Value people as people

As I mentioned above athletes are just people. Putting yourself in their shoes best as possible is a sure fire way to help them gain an advantage. For instance, the coach of the ultra-runner mentioned in previous instalment of this post went out and ran/walked in excess of marathon (~30miles) to get a feel for what he was asking the athlete to do in training, and almost fortuitously actually messed it up a little bit too! The knowledge he/we gained from that experience was really helpful moving forwards toward completion, and I’ve even incorporated some similar training sessions to those the swimmers perform in my own schedule, to better assimilate their training demands.

But it goes beyond this, knowing athletes on a personal level (have they got a dog, hobby, partner etc.) allows for a more fruitful application of an intervention as it increases buy-in and efficacy, as the intervention now accounts for their life outside of sport too.
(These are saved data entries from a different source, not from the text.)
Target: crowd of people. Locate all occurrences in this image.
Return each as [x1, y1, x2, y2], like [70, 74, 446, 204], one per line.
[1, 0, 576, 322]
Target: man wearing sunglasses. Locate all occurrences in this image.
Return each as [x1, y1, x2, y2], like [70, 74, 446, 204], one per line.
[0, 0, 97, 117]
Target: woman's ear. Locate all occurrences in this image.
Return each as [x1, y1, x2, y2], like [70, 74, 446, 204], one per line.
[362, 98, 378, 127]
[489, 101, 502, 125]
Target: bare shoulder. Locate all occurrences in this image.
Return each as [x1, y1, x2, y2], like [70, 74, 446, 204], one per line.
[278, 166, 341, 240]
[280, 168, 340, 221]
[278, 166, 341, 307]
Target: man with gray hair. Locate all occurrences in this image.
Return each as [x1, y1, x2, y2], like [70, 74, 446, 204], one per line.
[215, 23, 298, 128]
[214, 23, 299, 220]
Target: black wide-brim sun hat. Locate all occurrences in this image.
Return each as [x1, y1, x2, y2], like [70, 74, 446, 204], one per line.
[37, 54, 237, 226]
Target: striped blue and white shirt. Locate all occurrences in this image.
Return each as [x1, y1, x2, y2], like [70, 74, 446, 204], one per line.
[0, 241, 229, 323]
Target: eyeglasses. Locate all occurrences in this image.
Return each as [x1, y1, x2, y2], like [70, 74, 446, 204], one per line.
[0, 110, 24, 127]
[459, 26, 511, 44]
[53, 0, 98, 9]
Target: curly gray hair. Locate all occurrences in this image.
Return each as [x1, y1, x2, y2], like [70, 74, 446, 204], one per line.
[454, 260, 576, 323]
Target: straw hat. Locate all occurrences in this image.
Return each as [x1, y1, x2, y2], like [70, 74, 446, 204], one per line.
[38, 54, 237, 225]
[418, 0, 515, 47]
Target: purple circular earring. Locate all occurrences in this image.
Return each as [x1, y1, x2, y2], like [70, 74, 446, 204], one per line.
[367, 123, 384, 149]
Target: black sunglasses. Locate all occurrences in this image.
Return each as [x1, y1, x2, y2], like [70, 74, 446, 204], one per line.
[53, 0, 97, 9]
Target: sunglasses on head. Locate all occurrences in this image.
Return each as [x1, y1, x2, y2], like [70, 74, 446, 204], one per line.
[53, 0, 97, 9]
Involve as many pertinent people as possible and practical

Establishing a small team around key projects is great – it helps us feel less isolated, and sparks creativity and productivity by and large through sharing workload. Personally, I find a team of 3-5 works really well, as each person has a role, all can respond to the lead of others and it’s easy to fire emails around and actually understand what’s going on.

Also, if you don’t know something, you can go and ask someone about it without feeling foolish. There are no stupid questions in a small team, as everyone is working toward a common goal – getting that athlete(s) better.

Continued work, opportunity to develop and experience excellence

Hopefully this (long) post has shown I have an enthusiasm for what I do and a hunger to develop – helping athletes be better is pretty cool, but it’s the process behind it that really makes me tick. I’m looking forward to working with some great athletes this year, and potentially exploring a new sport or two in the process.

I’m hoping teaching doesn’t detract too much from my PhD and other applied opportunities and I’ve a little idea up my sleeve as to a sport I’d like to work in, but aside from that I’m really looking forward to working closely with one or two elite athletes this year; they’re already competing internationally and for one the Olympics is the next goal. For me, I’d love to attend an Olympics or Major Games in a professional capacity – that’d be the ultimate, as one of my mentors has done so multiple times

…I’ll be sure to keep you posted with how it all goes, thanks again for reading if you’ve made it this far.